On the blogs, fans are also curious over another engaging version of the team’s post-scoring antics, knowing the Guyanese carries the moniker ‘Jackie Chan’.
“Could an Asian Beckham team up with a South American Jacky Chan be what we really need up front?” states blogger rorysm in a humorous hint to teammate and Japanese international Kosuke Kimura and Richardson pulling of decisive plays.
“My aim is to achieve for myself, my club, my family, my country and everybody depending on me.” For the moment, Richardson hasn’t ruled out parlaying a signature move from the Asian-American martial-arts film star whose name he carries. “I know people curious about the name, and when the time comes, I will think about what I’ll do in some way, regarding that,” he said, reminding that he will continue to carry some Guyana motif on his peripheral clothing.
“I really thankful for the support from all my relatives and friends, my clubs Joe Public in Trinidad and Pele in Guyana,” Richardson repeated often during the interview with this newspaper.

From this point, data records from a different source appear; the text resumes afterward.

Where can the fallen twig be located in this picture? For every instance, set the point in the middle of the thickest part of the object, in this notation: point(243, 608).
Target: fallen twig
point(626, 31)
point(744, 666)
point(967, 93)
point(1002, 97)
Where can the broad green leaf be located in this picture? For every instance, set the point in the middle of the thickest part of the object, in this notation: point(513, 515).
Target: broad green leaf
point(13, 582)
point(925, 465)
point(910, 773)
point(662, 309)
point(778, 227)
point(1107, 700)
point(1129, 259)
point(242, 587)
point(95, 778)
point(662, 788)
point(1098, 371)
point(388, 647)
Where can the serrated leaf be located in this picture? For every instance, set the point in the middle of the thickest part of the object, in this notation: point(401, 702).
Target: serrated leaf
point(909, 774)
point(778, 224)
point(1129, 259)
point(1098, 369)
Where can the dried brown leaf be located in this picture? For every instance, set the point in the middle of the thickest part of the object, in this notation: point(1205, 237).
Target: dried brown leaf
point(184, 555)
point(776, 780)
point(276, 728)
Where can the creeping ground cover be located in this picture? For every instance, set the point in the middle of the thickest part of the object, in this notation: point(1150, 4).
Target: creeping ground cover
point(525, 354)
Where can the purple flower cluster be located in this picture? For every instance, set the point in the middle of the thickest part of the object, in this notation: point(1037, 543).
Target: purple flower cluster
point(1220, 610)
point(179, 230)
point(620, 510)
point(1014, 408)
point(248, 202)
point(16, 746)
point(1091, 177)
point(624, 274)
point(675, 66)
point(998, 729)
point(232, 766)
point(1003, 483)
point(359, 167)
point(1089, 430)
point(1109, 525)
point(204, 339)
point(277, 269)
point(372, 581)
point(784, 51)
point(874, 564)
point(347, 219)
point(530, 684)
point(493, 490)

He also pumped unbridled gratitude to the Guyana Football Federation and its president, Colin Klass; Nelson; Ross; as well as American fitness expert Tony Dees; Colin Baker, Vic Wright and Bill Adams and their families in Florida where he played with the Toronto club before moving to Colorado. “Well I can’t stop thanking these people, especially Mr. Klass who played a great part in the transfer part … I just want say thanks, you know … I just want to make my country proud, you know.”
Gregory ‘Jackie Chan’ Richardson is assured that that knowledge is evident in Guyana and further afield, and history will chronicle that his youthfulness and prowess underlined on Friday that he scored the most historic Guyana goal to show that he belongs.